Eggesin möglicherweise

FBW-Pressetext

Ein Kameramann schreibt Filmbriefe aus einer untergehenden Stadt: Eggesin in Mecklenburg-Vorpommern zählte einst 15 000 Soldaten und 10 000 Einwohner, dann kam die Standortschließung. Weit über eine herkömmliche Reportage hinaus geht, was der Film aus seinem Material an poetischen Funken schlägt. Der künstlerische Umgang mit realen Problemen und der geradezu musikalische Rhythmus der kreativen Montage machen den Film zu einem vielstimmigen Filmgedicht. Ein etwas anderer und hochinteressanter Beitrag zur Stadt- und Bevölkerungsentwicklung.
Prädikat wertvoll

Filminfos

Gattung:Dokumentarfilm
Regie:Olaf Winkler; Dirk Heth
Drehbuch:Olaf Winkler
Länge:88 Minuten
Produktion: filmkombinat Nordost GmbH & Co. KG

Jury-Begründung

Prädikat wertvoll

Mehr Filmgedicht als Dokumentarfilm, mehr künstlerisch freier Umgang mit Film- und Bilddokumenten als Reportage, entsteht hier das erstaunlich vielseitige Bild einer Stadt in einem Zwischenzustand. Mehr als 15 000 Soldaten und 10 000 Einwohner lebten einst in Eggesin in Mecklenburg-Vorpommern. Die Schließung einer Vielzahl von Bundeswehrstandorten durch das Verteidigungsministerium ist für viele betroffenen Orte von existentieller Bedeutung. Am Beispiel des Standortes Eggesin führt der Film vor Augen, wie weitreichend diese Konsequenzen sein können.
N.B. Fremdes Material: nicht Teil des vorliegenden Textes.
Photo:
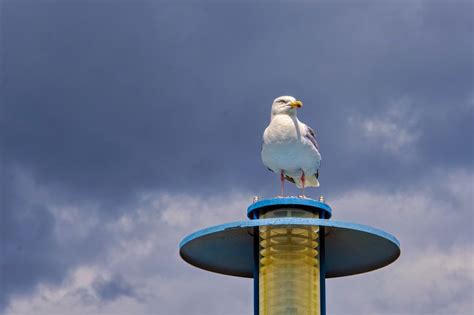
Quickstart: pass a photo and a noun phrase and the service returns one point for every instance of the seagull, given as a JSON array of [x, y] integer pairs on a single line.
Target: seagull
[[289, 146]]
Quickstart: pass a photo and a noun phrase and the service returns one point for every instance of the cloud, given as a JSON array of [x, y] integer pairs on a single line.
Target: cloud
[[141, 272], [395, 130], [127, 125]]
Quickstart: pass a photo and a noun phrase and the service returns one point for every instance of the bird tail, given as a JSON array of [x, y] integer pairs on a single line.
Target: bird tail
[[310, 181]]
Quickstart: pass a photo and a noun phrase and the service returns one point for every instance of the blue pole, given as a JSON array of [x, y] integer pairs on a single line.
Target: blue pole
[[256, 264]]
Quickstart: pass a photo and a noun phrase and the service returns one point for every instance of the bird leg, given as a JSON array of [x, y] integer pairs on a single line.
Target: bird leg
[[282, 178], [303, 182]]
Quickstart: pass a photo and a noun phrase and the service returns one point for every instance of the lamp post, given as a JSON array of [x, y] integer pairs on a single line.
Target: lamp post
[[289, 247]]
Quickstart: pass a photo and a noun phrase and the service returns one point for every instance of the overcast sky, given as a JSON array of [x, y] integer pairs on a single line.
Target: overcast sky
[[126, 125]]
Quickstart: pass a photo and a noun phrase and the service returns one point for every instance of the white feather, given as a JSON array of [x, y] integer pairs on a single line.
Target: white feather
[[287, 145]]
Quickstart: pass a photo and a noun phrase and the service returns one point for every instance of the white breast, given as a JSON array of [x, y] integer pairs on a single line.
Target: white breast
[[286, 148]]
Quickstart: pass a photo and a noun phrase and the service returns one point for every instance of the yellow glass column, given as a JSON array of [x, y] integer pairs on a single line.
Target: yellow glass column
[[289, 267]]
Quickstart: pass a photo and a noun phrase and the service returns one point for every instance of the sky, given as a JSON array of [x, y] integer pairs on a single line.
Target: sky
[[127, 125]]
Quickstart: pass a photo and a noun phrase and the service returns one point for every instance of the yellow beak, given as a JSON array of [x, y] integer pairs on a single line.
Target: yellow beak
[[296, 104]]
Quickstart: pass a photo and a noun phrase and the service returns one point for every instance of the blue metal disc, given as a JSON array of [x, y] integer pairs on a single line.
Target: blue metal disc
[[350, 248], [288, 202]]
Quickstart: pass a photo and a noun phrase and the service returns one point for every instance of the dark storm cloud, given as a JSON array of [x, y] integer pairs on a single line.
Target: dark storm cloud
[[104, 99], [108, 290]]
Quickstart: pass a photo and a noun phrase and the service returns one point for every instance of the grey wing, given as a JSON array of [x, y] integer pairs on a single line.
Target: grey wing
[[310, 135]]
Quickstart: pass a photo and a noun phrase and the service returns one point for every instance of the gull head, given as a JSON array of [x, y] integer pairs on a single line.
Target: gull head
[[285, 105]]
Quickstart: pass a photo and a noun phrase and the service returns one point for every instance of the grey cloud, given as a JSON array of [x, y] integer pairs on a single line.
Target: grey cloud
[[127, 96], [111, 289], [103, 101]]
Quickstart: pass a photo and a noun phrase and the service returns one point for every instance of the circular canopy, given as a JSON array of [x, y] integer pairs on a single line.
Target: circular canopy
[[349, 248]]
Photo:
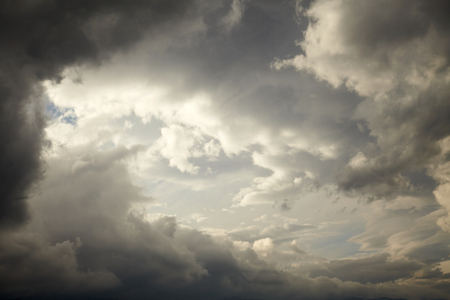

Durch den Verzicht auf eine traditionelle Reportage über den Einzelfall Eggesin erhalten die in eineinviertel Jahren gemachten Beobachtungen der Veränderungen für viele Städte im Übergang eine Gültigkeit. Die geradezu künstlerischen Bild- und Tonmontagen, die an Werke von Chris Marker erinnern, lassen dem Betrachter viel Raum für eigene Interpretationen der sozialen und wirtschaftlichen Folgen, die auch auf andere, vom demographischen Wandel betroffene Gemeinden übertragen werden können. Der wirtschaftlichen Hoffnungslosigkeit werden positive Einzelschicksale entgegengestellt, phrasenhafte Vorträge über standortpolitische Vor- und Nachteile werden in ihrer hohlen Rhetorik vorgeführt. In vielen Alltagsbeobachtungen finden die Filmemacher Anregendes und Aufregendes.

Blicke der Bürger sagen hier mehr als statistische Werte, Informationen werden stets indirekt geliefert, müssen vom Betrachter ebenso entschlüsselt werden wie die kunstvollen Montagen. Auch die Tonebene ist sehr sorgsam bearbeitet. Dieser Film ist in all seiner vielschichten Konstruktion beim einmaligen Betrachten nicht vollkommen zu entschlüsseln und stellt einen wertvollen Beitrag für eine über rationale Zahlen hinausgehende Diskussion zur zukünftigen bevölkerungs- und wirtschaftspolitischen Entwicklung der Bundesrepublik.

Vieles wird nur angerissen, bei manchen Fragen hätte man sich etwas mehr Tiefe gewünscht, aber insgesamt ist ein Dokumentarfilm gelungen, der durch seine Universalität sicher nicht für jedermann zugänglich ist. Wer aber sich darauf einlässt, kann in vielen der aufgeworfenen Fragen weiterführende Gedankenanstöße bekommen.